This is the third part in a series of tips that aims to introduce IBM i administrators to Linux commands by "translating"
the language. In part one of Translating Linux for IBM i admins the author introduced readers to how the Linux command line system works compared to IBM i, with specific focus on user profiles on Linux versus i. In part two, the author focuses on working with jobs and networking.
Administering Linux using Webmin
What I've done in the previous two tips is show you Linux commands, and you may be thinking, "What a pain!" Well, I've shown you the dirty bits, now it's time to show you the fun or easy way to do the work. If you really like the Linux command line – this tip is not for you. This tip is for those that want a nice interface that makes life easy, but that doesn't cost a lot. You have options, they are free and pretty nice. Webmin is a Web-based tool you can install on your Linux server and administer Linux using a Web-based GUI. How cool is that?
From the Webmin site:
"Webmin is a Web-based interface for system administration for Unix. Using any modern Web browser, you can setup user accounts, Apache, DNS, file sharing and much more. Webmin removes the need to manually edit Unix configuration files like /etc/passwd, and lets you manage a system from the console or remotely."

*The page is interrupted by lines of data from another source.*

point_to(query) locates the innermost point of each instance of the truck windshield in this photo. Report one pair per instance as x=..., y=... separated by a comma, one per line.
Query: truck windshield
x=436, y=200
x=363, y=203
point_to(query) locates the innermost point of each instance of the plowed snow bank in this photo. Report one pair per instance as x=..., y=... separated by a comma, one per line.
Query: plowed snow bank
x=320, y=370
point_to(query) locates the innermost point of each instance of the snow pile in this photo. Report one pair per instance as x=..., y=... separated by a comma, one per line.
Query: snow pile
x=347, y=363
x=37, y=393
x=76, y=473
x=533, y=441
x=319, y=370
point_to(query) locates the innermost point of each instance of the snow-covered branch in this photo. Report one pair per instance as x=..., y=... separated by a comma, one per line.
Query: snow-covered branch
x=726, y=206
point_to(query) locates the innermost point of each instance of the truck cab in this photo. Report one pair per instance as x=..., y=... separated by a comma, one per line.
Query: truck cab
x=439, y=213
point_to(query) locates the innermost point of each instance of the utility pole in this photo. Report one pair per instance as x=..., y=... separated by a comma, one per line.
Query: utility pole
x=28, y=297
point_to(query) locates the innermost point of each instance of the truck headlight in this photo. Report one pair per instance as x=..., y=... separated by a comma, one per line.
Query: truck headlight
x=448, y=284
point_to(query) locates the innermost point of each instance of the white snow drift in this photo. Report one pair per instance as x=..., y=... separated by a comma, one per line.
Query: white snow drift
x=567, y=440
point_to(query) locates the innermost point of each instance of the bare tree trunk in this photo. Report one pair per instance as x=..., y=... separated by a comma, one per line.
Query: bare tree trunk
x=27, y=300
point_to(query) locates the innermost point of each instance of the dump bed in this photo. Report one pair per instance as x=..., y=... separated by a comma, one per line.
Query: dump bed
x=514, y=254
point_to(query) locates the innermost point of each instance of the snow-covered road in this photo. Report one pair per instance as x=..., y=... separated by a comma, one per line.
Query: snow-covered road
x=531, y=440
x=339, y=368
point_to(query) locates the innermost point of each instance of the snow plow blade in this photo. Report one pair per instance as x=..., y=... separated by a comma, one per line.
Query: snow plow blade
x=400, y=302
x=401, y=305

I found this tool shortly after I learned to love and hate the command line. It's a true life-saver, and in my opinion, it is well worth the cost of admission.
Lets take a quick look at what it looks like, and I can assure you it's easy to install. If you are using Red Hat or SuSE on Power, all you need to do is download the RPM and use the rpm command to install it. By default, Webmin is going to run on the server you installed it on, listening on port 10000, so the URL would look like this:
When you look at users on Linux with Webmin it is pretty easy to read, select and edit from the Users screen.
Creating users can be a hassle on the command line, and it's one of those things system admins do the most. Webmin makes creating users easy and efficient with all the options at your finger tips. Let's take a look at what that might look like:
Webmin is a Linux users tool, and I assure you it's very powerful and very easy to set up.
Now that we've explore the command line, and a GUI alternative, you can see that Linux is not hard to understand or move to as an System i admin as it would be for say, a Windows administrator. IBM i admins have the concepts and tools they need to comprehend and take advantage of the benefits of the Linux OS. With a little bit of practice, a fair amount of Google and some nice free tools like Webmin you should be able to manage Linux like a true Linux geek.